Unlike crazyswarm, the scit-mini communicates with a PC platform over WiFi that can transfer more data than Crazyradio PA. The control signals run at 50 Hz with an ROS2 a communication delay of about 10∼20 ms. However, the main onboard loop, like its attitude control loop, runs at 400 Hz, which can ensure the stable operation of the scit-mini. Each scit-mini obtains the control signals from its own Ex-MADDPG and boids through MAVROS with ROS2. We used only one computer in this experiment, but our system architecture supports multiple computers running simultaneously.
5.2. Flight Test
The actual test environment is shown in
Figure 16, and the experimental area was divided into the take-off area and the target area. We tested our proposed Ex-MADDPG in a task-extension experiment, similar to Experiment 2 in
Section 4.4, with nine scit-minis and three targets. The experimental procedure was as follows: nine scit-minis took off from the takeoff area shown in
Figure 16(1) and then flew toward the target area, detected three targets, and executed the Ex-MADDPG algorithm. The experimental subject would fly over the target if it decides to attack it, and the rest of the scit-minis that do not decided to attack would continue to fly forward until they cross the target area. The scit-minis used the Boids algorithm to avoid collisions with each other.

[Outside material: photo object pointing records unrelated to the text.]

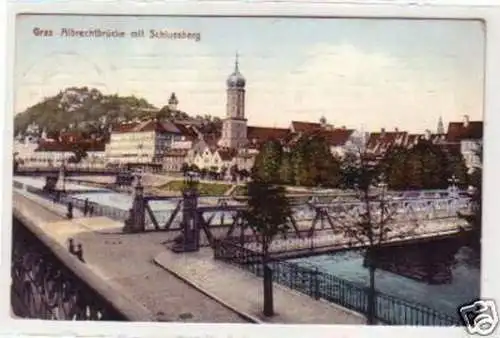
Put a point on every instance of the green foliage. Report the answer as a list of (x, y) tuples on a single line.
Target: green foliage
[(81, 107), (268, 210), (425, 166), (358, 172), (268, 162), (204, 189), (309, 163)]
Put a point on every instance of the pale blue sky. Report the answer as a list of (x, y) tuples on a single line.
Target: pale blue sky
[(370, 73)]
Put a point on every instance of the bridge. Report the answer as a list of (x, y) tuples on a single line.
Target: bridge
[(319, 224), (68, 171)]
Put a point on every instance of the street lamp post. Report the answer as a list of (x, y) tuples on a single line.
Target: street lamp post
[(453, 194), (382, 186), (453, 188), (189, 240)]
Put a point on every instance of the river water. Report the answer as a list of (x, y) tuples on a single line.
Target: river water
[(440, 274)]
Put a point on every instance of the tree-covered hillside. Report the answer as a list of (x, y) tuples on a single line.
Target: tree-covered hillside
[(89, 110)]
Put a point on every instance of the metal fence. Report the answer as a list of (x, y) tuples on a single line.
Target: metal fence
[(65, 198), (321, 285), (44, 286)]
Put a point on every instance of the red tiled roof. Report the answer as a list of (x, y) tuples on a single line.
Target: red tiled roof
[(176, 152), (336, 137), (87, 145), (457, 131), (263, 134), (385, 138), (186, 131), (211, 139), (70, 136), (304, 127)]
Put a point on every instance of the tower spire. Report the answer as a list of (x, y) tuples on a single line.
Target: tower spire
[(440, 128), (237, 62)]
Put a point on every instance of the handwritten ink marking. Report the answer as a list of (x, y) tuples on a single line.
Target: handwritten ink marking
[(179, 35), (42, 32)]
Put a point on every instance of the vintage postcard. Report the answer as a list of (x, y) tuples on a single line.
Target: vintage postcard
[(249, 170)]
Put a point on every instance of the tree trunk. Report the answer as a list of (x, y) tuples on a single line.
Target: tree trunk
[(371, 295), (268, 284)]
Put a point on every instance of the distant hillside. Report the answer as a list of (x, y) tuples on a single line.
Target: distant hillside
[(90, 111), (81, 108)]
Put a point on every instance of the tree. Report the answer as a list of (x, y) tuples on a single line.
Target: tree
[(373, 223), (268, 162), (267, 213), (310, 163), (474, 218), (233, 171), (185, 168)]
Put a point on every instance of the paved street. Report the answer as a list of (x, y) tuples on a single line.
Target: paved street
[(125, 261), (242, 290)]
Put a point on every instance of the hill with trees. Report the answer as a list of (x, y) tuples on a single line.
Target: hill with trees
[(90, 111)]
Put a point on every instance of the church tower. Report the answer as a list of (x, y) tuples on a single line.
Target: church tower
[(234, 127)]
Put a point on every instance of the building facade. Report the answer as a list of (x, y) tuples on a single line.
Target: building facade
[(141, 143)]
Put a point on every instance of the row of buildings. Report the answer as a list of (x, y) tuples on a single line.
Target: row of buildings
[(166, 144)]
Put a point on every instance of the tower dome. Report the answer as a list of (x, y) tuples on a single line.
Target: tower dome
[(236, 80)]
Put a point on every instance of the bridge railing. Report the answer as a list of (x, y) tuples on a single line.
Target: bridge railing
[(322, 285), (50, 283), (65, 198)]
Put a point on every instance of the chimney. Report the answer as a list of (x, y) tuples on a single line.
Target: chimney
[(466, 121), (427, 134)]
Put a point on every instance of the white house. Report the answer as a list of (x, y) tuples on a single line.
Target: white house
[(468, 135), (142, 143)]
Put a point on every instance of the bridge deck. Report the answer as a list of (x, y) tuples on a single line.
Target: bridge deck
[(126, 262), (131, 271)]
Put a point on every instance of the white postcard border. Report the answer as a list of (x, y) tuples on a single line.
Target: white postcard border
[(490, 280)]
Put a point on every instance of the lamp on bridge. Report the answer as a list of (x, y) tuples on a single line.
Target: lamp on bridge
[(382, 184), (189, 240), (453, 187)]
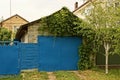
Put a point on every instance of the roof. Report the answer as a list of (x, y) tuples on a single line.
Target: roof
[(21, 30), (84, 4), (14, 16), (25, 26)]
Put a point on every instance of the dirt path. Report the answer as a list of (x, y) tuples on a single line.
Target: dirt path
[(51, 76), (79, 75)]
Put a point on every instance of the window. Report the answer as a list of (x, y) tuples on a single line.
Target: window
[(16, 29)]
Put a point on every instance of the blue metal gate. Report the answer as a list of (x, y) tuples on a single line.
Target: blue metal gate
[(58, 53), (29, 56), (9, 58)]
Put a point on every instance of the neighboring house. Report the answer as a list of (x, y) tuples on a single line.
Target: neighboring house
[(13, 23)]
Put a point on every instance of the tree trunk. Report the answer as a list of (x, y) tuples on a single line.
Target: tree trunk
[(106, 46)]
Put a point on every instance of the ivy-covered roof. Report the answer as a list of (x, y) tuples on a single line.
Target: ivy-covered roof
[(57, 22)]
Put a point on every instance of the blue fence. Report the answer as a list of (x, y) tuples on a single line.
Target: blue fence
[(58, 53), (9, 58), (29, 56), (49, 54)]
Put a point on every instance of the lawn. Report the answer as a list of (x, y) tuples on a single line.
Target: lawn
[(65, 75), (98, 74), (94, 74)]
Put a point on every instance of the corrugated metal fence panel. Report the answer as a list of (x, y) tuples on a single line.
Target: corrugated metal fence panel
[(58, 53), (9, 59), (29, 55)]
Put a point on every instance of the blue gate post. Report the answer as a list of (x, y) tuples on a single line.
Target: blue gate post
[(9, 57)]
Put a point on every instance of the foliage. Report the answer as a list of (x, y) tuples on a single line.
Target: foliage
[(60, 23), (5, 35)]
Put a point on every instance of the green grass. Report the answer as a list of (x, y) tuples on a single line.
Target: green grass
[(14, 77), (98, 74), (64, 75), (94, 74), (35, 75)]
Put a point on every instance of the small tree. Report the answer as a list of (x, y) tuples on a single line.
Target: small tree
[(104, 20), (5, 35), (103, 29)]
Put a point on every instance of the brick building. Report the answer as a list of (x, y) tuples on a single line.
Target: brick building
[(13, 23)]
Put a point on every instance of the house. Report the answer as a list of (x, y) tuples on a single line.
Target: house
[(28, 33), (13, 23)]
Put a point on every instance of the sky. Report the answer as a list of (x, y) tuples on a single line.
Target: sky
[(34, 9)]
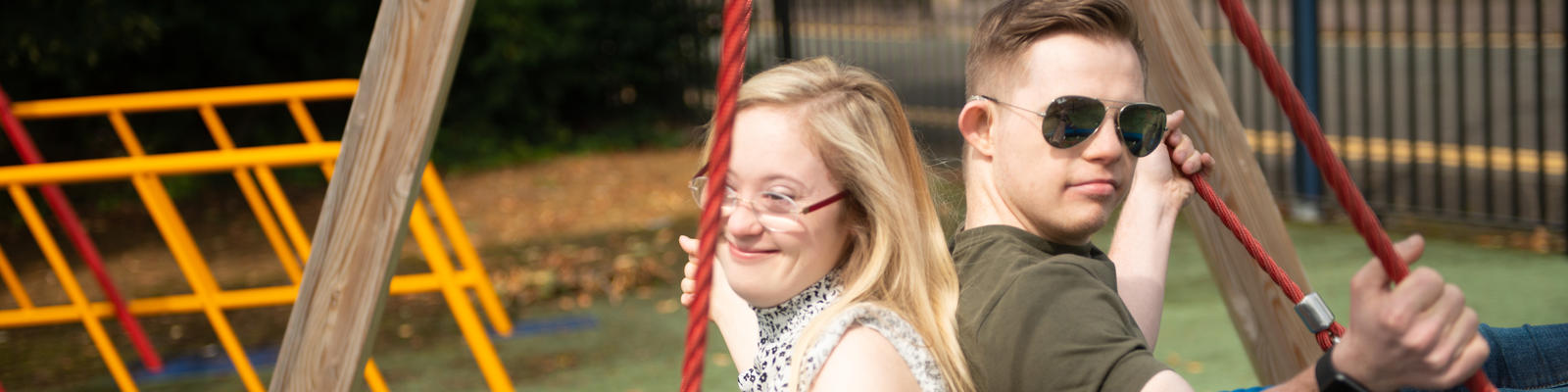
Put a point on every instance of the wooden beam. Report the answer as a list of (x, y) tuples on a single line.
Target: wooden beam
[(386, 143), (1183, 75)]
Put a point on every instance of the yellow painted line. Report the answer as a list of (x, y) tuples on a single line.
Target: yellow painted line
[(169, 164), (227, 300), (1426, 153), (187, 99)]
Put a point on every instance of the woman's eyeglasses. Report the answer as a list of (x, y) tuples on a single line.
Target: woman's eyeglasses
[(773, 211), (1071, 120)]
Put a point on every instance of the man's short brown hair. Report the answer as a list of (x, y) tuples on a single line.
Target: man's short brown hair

We selected two key steps of the experiment during the whole autonomous process, as shown in
Figure 16(2),(3).
Figure 16(2) shows that the scit-mini made the first decision to attack its target using Ex-MADDPG, and
Figure 16(3) is the final result of the task assignment. As shown in
Figure 16(3), one target was attacked by two scit-minis and two targets were attacked by three scit-minis. The videos of this experiment and more tests are available online:
https://youtu.be/shA1Tu7VujM.
The experiment demonstrated that the proposed Ex-MADDPG algorithm can accomplish task assignment in UAV swarm target-attacking scenario efficiently in real-time, verifying its practicality and effectiveness.
6. Conclusions
This paper presents an improved algorithm Ex-MADDPG algorithm based on MADDPG to solve the problem of task assignment in a UAV swarm target-attacking scenario. This algorithm uses mean simulation observation and swarm-synchronization mechanisms to deploy in arbitrary-scale systems, training only a small number of agents. By designing the scalable multi-decision mechanism, this algorithm can maintain its performance in the process of expansion and achieve arbitrary expansion of the number of UAVs. At the same time, the algorithm can achieve task expansion and can complete similar tasks that differ from the training process. The Ex-MADDPG algorithm can be trained once and applied to a large number of task-assignment scenarios, effectively solving the problem of insufficient scalability of the traditional RL/DRL algorithm. Simulation results show that the Ex-MADDPG has obvious advantages over the Hungarian algorithm in terms of assignment performance, fault tolerance, and real-time capabilities. At the same time, the algorithm has good scalability and maintains performance under the condition of number and task expansion. Furthermore, the proposed method proves to be feasible and effective in UAV swarm target attack scenarios in both simulations and practical experiments.
In this paper, we propose a scalable reinforcement learning algorithm to address the task assignment problem in variable scenarios, with a particular focus on UAV formation planning. While the current implementation uses the Boids algorithm for formation flying, the UAV formation algorithm is not presented in detail. Therefore, future work will concentrate on the design and implementation of advanced formation planning algorithms to improve the efficiency of target detection and task assignment.